Once editing is enabled, a VBA macro executes from . Get the encoded value in a hidden table inside the doc file and decrypt it with an XOR key. At the same time, a script will be created to check various information on the target.

It first checks the language of the target system, and if it finds Russian, Ukrainian, or any other Eastern European language, the script will terminate.

The script also checks for the presence of a virtual machine to make sure it is not being analyzed in a sandbox environment, and terminates the execution of the file if found. It then looks to see if the target is on the domain clearmind.com of a point-of-sale (PoS) service provider. If it is, it will continue to check.

The attack target of the Clearmind domain name is very consistent with the operation mode of FIN7. As a California-based provider of PoS technology for the retail and hospitality industries, if the infection is successful, the group will gain access to vast amounts of payment card data, which it then sells on underground markets.

The researchers pointed out that if this check results in an attack condition, the script will drop a JavaScript file named “word_data.js” into the TEMP folder, which once parsed and run, it becomes a JavaScript backdoor for FIN7 The organization has been adopting the technology since 2018. From there, FIN7 can further infiltrate the victim’s machine, steal data and conduct network reconnaissance, followed by lateral movement.

FIN7 (aka Carbanak Group or Navigator Group) is a well-known threat group that has been operating since at least 2015. The gang typically attacks victims with malware-laden phishing files that then infiltrate systems to steal card data and sell it. The gang has been tweaking new malware arsenals, and it’s also targeting PoS systems in casual restaurants, casinos and hotels. The gang has also increased ransomware and data breach attacks since 2020, leveraging the ZoomInfo service to select targets based on revenue.
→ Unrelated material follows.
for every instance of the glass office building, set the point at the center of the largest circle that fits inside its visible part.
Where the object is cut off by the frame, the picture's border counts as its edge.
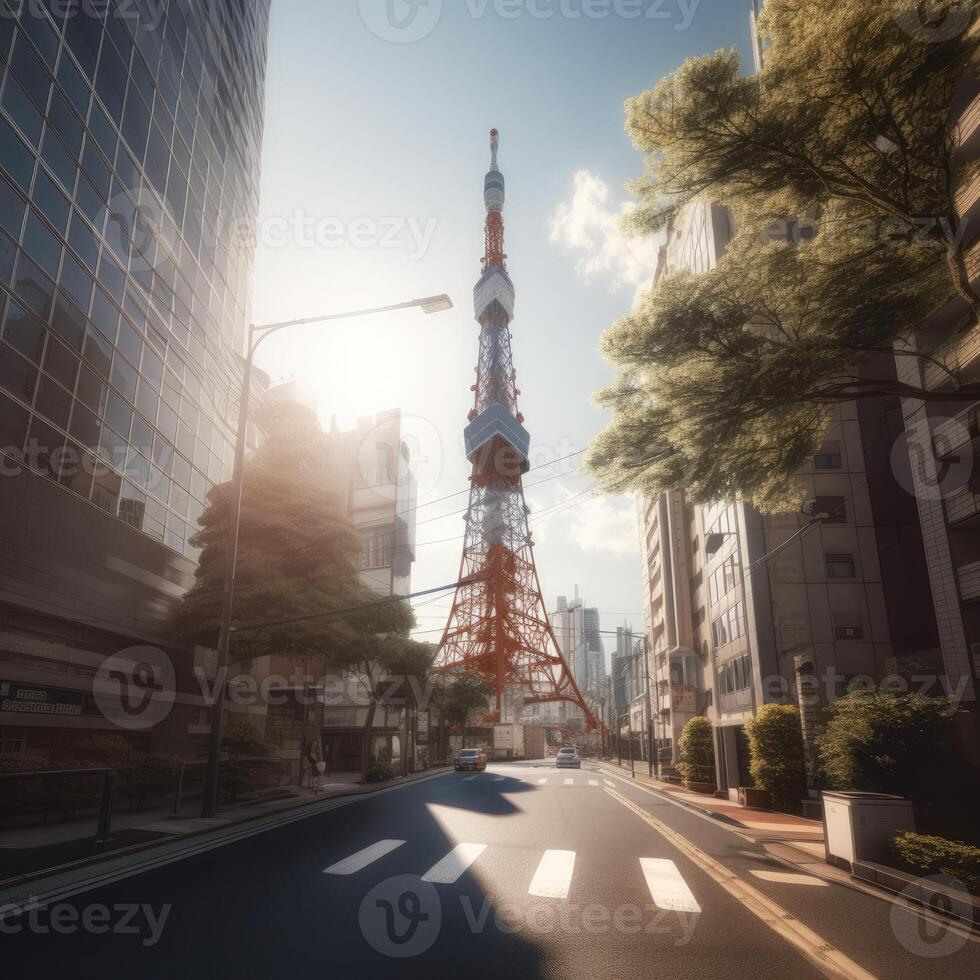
(130, 141)
(130, 137)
The group has now caught the attention of the U.S. Department of Justice, which believes that FIN7 stole more than 15 million payment card records and caused more than $1 billion in damages. In the U.S. alone, the group disrupted networks of organizations in 47 states and the District of Columbia, according to the Justice Department, which in June sentenced an attacker to seven years in prison and a $2.5 million fine for payment card theft, among other charges. Arrests and convictions of people are also plaguing the government.
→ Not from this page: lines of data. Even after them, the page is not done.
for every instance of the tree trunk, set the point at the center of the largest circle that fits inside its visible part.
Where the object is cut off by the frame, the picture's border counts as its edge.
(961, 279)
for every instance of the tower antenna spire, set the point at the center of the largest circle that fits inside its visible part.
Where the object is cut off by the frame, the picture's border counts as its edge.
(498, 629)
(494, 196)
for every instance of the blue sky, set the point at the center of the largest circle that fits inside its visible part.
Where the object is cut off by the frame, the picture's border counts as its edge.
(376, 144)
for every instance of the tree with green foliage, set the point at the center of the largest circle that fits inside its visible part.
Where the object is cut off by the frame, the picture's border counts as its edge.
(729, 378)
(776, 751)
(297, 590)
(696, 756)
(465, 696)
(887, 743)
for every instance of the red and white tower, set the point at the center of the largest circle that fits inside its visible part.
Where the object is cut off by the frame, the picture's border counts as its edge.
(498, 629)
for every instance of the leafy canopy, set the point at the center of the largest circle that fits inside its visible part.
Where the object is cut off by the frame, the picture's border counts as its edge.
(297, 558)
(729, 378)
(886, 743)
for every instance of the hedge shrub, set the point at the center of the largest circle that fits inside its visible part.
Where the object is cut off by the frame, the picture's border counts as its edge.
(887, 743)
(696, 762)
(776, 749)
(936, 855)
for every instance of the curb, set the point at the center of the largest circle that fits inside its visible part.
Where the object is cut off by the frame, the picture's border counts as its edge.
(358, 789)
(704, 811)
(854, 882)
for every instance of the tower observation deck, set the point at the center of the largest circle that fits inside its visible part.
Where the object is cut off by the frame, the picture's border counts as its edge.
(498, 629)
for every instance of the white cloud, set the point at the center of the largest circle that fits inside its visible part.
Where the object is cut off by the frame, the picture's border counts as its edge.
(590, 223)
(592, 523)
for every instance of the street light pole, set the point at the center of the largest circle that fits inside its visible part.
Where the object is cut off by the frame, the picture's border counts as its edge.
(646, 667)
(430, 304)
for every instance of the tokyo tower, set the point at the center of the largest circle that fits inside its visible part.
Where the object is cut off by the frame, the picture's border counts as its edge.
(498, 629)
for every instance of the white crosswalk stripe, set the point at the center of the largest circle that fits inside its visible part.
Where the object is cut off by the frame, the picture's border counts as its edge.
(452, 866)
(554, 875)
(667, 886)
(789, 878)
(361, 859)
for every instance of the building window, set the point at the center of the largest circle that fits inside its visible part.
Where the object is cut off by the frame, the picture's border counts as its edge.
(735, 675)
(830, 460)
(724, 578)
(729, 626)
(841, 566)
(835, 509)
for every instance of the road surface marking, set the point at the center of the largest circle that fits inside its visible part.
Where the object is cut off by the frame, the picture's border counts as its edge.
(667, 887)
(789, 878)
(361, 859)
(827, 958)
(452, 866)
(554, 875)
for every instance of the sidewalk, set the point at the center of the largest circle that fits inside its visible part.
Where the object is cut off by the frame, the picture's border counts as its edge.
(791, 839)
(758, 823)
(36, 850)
However, strict laws have not stopped the group from attacking. A month later, it’s back, successfully attacking multiple law firms using legal complaints from liquor companies involving Jack Daniels whisky as bait.

FIN7 is one of the most notorious cyber-financial criminal groups as they steal vast amounts of sensitive data through numerous techniques and attack surfaces. Despite the government’s full-scale arrests and sentences, including alleged higher-level members, the group remains as active as ever. U.S. prosecutors put the group at about 70 people, meaning the group is likely to make up for lost personnel, as other outsiders may join.